Die Gletscherflussverhältnisse weisen in der Gegend des Ceneripasses den Gegensatz auf, welcher für die morphologische Herausgestaltung der Mündungsstufe bezeichnend ist: einen bedeutenden Gletscherstrom in der Ceneritalung und eine stark gestaute Eismasse in der Tiefe des Val d' Isone. Dort war die Möglichkeit zur Entfaltung erosiver Kraft gegeben, hier aber war deren Auswirkung behindert. Damit ist die sprunghafte Zunahme der Erosion im Haupttale seit dem Isonesystem erklärt: sie vollzieht sich mit dem Vorrücken der eiszeitlichen Gletscher. Das System 16 ist somit das unmittelbar präglaziale Einliefungssystem, welches noch den Gesetzen fluviatiler Talbildung folgt. Es ist bezeichnenderweise auch das unterste der allgemein luganesischen Talbodensysteme.
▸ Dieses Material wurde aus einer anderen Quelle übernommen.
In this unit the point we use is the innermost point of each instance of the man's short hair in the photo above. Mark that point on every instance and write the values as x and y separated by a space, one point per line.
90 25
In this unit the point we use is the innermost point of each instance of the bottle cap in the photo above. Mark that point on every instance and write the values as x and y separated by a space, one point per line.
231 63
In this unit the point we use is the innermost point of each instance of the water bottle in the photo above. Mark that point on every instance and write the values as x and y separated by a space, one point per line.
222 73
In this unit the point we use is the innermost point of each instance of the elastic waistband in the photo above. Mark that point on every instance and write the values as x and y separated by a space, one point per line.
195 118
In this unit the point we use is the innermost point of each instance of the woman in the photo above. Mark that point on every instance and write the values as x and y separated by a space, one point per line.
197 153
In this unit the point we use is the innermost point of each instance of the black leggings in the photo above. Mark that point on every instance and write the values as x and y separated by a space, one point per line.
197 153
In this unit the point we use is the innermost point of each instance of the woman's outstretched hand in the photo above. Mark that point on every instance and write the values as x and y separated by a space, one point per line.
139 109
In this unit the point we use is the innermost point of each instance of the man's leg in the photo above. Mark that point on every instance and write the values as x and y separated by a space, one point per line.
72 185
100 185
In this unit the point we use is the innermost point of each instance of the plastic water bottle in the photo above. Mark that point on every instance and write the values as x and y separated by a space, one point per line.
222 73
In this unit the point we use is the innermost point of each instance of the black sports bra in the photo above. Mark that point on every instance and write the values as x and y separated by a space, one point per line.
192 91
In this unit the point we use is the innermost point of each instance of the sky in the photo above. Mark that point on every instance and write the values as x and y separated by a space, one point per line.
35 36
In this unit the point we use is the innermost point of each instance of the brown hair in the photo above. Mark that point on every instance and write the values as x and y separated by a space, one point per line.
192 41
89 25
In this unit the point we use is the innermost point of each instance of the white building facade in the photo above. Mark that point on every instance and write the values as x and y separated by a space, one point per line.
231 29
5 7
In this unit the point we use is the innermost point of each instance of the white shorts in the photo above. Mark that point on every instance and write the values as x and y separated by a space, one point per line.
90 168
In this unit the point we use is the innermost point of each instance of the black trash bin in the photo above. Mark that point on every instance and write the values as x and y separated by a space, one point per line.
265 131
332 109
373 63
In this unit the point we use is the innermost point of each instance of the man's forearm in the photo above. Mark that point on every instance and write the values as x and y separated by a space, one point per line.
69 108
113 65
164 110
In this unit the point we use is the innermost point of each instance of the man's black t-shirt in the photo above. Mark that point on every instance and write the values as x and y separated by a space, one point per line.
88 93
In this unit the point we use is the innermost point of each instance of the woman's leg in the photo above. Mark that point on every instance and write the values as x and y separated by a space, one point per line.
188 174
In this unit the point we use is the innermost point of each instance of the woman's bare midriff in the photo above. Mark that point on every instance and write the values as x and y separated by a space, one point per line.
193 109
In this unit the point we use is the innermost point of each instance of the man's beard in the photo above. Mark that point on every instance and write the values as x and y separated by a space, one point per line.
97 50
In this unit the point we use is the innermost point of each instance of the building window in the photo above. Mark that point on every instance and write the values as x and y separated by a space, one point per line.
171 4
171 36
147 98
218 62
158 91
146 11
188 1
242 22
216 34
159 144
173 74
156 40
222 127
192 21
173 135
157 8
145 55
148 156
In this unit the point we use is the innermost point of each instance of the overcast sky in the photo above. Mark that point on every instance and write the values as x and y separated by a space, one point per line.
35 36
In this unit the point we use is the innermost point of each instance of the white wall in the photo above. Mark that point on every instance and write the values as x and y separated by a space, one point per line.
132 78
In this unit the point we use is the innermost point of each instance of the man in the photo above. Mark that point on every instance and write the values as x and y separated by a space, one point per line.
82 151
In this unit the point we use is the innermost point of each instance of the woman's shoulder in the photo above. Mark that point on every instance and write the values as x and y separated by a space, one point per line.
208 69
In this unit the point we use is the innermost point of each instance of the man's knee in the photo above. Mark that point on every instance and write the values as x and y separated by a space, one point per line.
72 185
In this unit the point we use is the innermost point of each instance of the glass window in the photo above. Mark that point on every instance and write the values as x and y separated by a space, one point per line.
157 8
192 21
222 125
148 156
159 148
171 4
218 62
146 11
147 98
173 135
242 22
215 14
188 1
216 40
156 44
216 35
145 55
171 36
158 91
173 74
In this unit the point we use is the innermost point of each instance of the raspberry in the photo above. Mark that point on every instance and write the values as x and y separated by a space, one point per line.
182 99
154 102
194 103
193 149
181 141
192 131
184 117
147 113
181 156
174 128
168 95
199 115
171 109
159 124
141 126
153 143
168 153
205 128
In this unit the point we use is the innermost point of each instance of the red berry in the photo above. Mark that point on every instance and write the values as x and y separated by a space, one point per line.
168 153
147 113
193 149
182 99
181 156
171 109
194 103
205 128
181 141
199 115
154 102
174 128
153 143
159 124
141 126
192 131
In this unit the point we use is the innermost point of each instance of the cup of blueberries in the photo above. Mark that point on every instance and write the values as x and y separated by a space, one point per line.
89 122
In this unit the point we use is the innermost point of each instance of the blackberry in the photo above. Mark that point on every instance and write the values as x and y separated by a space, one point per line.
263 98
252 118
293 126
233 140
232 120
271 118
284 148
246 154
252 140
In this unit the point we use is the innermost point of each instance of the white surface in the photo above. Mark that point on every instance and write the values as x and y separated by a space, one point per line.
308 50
Prächtig ist der Gegensatz zwischen präglazialer Fläche und eiszeitlicher Absenkung des Haupttales in der Terrassenbucht von Pura zu sehen: Keil-förmig greift die durch die Magliasina geschaffene Puraterrasse, nach welcher wir das präglaziale System benannt haben, in das Gehänge ein; darin eingesägt ist die enge diluviale Schlucht der Magliasina. Besonders prägnant ist der Formgegensatz wieder an den Mündungen der Seitentäler des Porlezza-Seetales, wo unter der untersten Flachstrecke des Systems 16 jeweils die Steile zum Seespiegel und endlich der gegen 300 m betragende Abschwung zum Seeboden einsetzt. Auch hier hat eine grossartige Abtiefung eines präglazial nur geringe fluviatile Kräfte aufweisenden Tales gegenüber seinen Nebentälern stattgefunden, welche in der Eintiefung beträchtlich zurückgeblieben sind, da sich in ihnen das von unten her eingedrungene Eis anstaute1 ).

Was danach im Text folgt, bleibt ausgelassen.